L’intelligenza femminile è troppo complessa per rientrare in una singola etichetta, ma il personaggio del mese di Freeda sicuramente incarna l’intelligenza coraggiosa, con Ilaria Naef, la prima atleta italiana di WCMX (Wheelchair Motocross) pronta a parlare a IF! della sua straordinaria esperienza. Verrà raccontato inoltre, insieme ad Alice Siracusano, A.D. di Luz, società attiva nella produzione e distribuzione di contenuti editoriali, e Gianna Martinengo, ideatrice di Women&Technologies, come l’intelligenza emotiva - tipica del femminile, per sua natura inclusiva e aperta ad accogliere le diversità - sia essenziale per istruire l’Intelligenza Artificiale. Arte e musica sono da sempre manifestazione di intelligenza: i Mokamusic racconteranno come le sette note nascondano un’intelligenza sociale che smuove le coscienze e aggrega le persone. Loredana Longo, straordinaria ed eclettica artista catanese, mostrerà infine come l’intelligenza verbale può legarsi a quella visiva.

Intelligenza narrativa

A IF! si parlerà con Nielsen e i suoi ospiti anche di intelligenza visiva e di come rappresentare graficamente i big data in modo creativo e trasparente.   L’intelligenza connettiva del social network più popolare al mondo sarà raccontata da Caitlin Ryan di Facebook, mentre Netflix, Spotify, DAZN e ancora Google mostreranno come l’intelligenza sia in grado di superare le sfide più impegnative. L’intelligenza narrativa troverà il suo protagonista in Fabio Rovazzi, qui nelle vesti di autore, regista e comunicatore prima che di cantante.
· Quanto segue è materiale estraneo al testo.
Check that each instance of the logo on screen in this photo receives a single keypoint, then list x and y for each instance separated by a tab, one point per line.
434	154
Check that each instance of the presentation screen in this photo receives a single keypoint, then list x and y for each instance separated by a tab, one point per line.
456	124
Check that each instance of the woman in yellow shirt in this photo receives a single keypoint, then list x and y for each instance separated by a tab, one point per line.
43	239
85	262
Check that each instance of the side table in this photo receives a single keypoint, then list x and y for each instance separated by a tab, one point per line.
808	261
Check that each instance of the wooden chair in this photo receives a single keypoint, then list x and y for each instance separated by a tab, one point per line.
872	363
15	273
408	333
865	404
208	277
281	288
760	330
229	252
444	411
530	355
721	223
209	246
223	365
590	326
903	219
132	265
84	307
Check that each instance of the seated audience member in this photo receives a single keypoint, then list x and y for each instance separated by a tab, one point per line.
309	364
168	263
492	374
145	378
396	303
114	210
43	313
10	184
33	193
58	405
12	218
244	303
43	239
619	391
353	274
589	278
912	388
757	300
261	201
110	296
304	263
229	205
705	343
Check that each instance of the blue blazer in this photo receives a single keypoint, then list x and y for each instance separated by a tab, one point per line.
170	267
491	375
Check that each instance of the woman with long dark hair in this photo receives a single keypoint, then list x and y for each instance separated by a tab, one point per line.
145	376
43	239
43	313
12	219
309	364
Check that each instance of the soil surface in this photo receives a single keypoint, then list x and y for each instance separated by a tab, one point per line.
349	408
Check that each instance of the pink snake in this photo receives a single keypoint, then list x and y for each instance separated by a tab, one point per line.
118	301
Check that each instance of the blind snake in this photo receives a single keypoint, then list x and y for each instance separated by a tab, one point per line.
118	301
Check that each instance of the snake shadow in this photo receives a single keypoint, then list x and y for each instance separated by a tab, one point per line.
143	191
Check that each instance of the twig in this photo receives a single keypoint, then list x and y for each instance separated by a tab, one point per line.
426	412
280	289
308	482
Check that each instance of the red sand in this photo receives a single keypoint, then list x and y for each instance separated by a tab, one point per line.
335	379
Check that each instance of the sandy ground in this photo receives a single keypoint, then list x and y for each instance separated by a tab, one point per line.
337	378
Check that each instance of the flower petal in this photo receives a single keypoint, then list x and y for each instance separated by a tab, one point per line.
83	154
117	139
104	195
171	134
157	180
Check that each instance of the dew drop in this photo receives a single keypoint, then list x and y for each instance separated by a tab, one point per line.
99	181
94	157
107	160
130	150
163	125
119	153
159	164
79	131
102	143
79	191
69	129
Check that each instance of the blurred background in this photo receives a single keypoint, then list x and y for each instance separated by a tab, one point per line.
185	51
Non poteva mancare un intervento incentrato su colui che ha incarnato ogni tipo di intelligenza, ovvero il genio di Leonardo, di cui ricorreranno i 500 anni dalla morte il prossimo anno, raccontato da Vittorio Sgarbi, che proporrà un’anteprima del suo spettacolo in programma al Teatro Manzoni a marzo 2019. E, infine, quale modo migliore che affermare l’intelligenza attraverso il suo contrario? Facendo leva sul concetto di stupidità e imparare attraverso gli errori, l’ex direttore editoriale di BuzzFeed UK Tom Phillips mostrerà, insieme ai Ceo di We Are Social, le situazioni stupide che hanno fatto la storia.

Il palinsesto

A coronare il ricco palinsesto di contributi, talk e tavole rotonde (in tutto 45) che animeranno le giornate del 9 e 10 di IF!, anche un percorso dedicato alla formazione. Tanti i temi trattati da importanti brand nazionali e internazionali sulle varie declinazioni del pensiero creativo e dedicati a varie tipologie di pubblici: dagli studenti ai navigati professionisti della comunicazione, dai nativi digitali a chi ha deciso di scendere a patti con la tecnologia. «Ci sarà molto spazio anche per il networking – ha chiosato Nenna, preannunciando anche una cena di gala di AssoCom per venerdì sera -. Ci saranno tre party di cui due il giorno di inaugurazione e uno di chiusura dopo l’assegnazione degli “ADCI Awards”, e appositi spazi di incontro».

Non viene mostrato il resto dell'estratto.